Hi!
My fiance and I have a two year boy recently diagnosed with Chiari I. We have been together 8 years. I have two sons from a previous relationship. The hubs has completely taken over the father role and reaponsibility for the older two. Our oldest son has Asperger’s (high func Autism) and Epilepsy (although last EEG was CLEAN!!) Our baby, Ryder, was born at 31 weeks due to me having severe headaches. Long story short and a year later, a brain tumor was discovered and I had surgery to have the beast removed. I continue to have MRI’s to be on the safe side and I have residual headaches from scar tissue. Anyway, we were told that Ryder’s ‘adjusted’ age would be different than his ‘actual’ age, so we expected him not to hit ‘normal’ milestones. Ryder was sick the first year (SEVERE reflux-his swallow study showed slow motility). Let me also say that during this time, SO wasn’t around as he works out of town for long periods. So, it was I that took him to pulmonologists for sleep apnea and Gastro for reflux and choking. Not to mention all the regular Dr. appts. Needless to say, Ry was not put into daycare and either myself or my Mom would have him.
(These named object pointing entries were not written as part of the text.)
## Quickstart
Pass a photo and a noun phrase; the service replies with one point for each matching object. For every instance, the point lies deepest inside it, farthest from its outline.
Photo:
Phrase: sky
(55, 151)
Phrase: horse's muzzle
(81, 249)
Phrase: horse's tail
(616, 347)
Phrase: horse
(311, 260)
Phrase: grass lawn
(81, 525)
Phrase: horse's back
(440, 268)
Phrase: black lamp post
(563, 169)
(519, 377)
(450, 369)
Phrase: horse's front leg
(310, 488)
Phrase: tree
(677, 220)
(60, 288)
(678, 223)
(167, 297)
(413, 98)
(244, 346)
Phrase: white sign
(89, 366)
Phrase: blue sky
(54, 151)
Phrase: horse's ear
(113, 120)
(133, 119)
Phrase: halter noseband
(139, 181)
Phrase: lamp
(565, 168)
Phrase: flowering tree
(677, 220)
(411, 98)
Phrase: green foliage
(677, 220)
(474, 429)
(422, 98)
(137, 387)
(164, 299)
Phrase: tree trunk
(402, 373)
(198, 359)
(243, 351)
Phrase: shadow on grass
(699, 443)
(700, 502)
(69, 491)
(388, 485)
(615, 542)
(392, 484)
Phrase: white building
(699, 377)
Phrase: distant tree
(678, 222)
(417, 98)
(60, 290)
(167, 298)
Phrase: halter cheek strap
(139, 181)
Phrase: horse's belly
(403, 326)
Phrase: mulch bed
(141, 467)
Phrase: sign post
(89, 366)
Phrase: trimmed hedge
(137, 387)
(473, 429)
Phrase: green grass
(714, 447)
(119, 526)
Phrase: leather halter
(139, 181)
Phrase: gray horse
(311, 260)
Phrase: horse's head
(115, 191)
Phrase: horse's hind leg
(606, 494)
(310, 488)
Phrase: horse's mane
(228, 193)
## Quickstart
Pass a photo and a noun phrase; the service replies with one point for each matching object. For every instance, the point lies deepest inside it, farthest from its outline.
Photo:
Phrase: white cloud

The Dr. said a lot of Ryder’s developmental delays would start to even themselves out at around two. He turned two in November. He is extremely smart, but still only babbles and is not where he should be. I decided to take him to Dr. to rule things out, ie:Autism (she said there were red flags). She sent us to my oldest son’s Neurologist and he ordered blood work, an EEG and an MRI (the MRI was more of a safety measure because Ryder would bang his head from time to time). The one hour EEG came back within normal limits (whew!), the blood work showed he is iron deficient, low Vit D and low sodium. We thought NOTHING of the MRI. I was putting groceries in my car on Jan 4th when his Neuro called and told me his diagnosis and to follow up with the NS ASAP. We had that appt last week, which my SO took time off to go. I didn’t really care for this NS and answered none of our questions. The ONLY thing my husband seemed to hear was ‘He will need to be monitored once a year’. We leave and I tell the hubs I am getting second opinion. This also happened to be the SAME NS that looked at Ryder when he was an infant and said that him not having a ‘soft spot’ was no big deal because sometimes they close early. Anyway, I researched and talked to friends in the medical field and found Dr. Trumble. The appointment was yesterday and I walked out feeling amazing, knowing he was in great hands. My Mom tagged along to listen and gain knowledge. The NS last week told us that Ryder’s herniation (?) was 6mm, I saw the radiology report, myself, yesterday and it is 8.8, but Dr. Trumble explained it could be off a mm and probably more towards 10. He ordered a sleep study and an MRI of his cervical, thoracic and lumbar to check for syrinx and tethered cord.
All of this brings me down to my dilemma. My husband ‘surprised’ us and came home last night. I discuss everything with him and how the appointment went. His brain is still stuck on ‘monitor once a year’, even though last week’s NS ALSO wanted the full back MRI done to see what our next step would be. He doesn’t even want our son to have the MRI done because he says he is worried about him being exposed to ‘radiation, etc’. He says because Rydrr appears healthy and playful, there is ABSOLUTELY NOTHING WRONG WITH HIM. PERIOD. He says that I am worrying too much and he needs to go to day care or socialize with other kids and THAT will help him talk. I do agree with him needing more socialization, however, the more I read about Chiari and speaking with the NS, this can absolutely have an impact on his speech and developmental delay. The SO is in complete denial. I asked him if he’s even read about Chiari and his answer is ‘No’. I come bak with how he does more research on the things that interest him more; new stuff and accessories for his truck, new guns, etc, than he does for Ryder.
I can see this whole thing driving a wedge between us. I AM going forward with the MRI, to make sure we aren’t dealing with anything more dangerous. I did not tell him Ryder was a surgery candidate, because we don’t even know yet.
Anybody else’s significant other/husband/wife go through denial? If so, any advice?
Thank you and sorry for the LONG post! xxoo.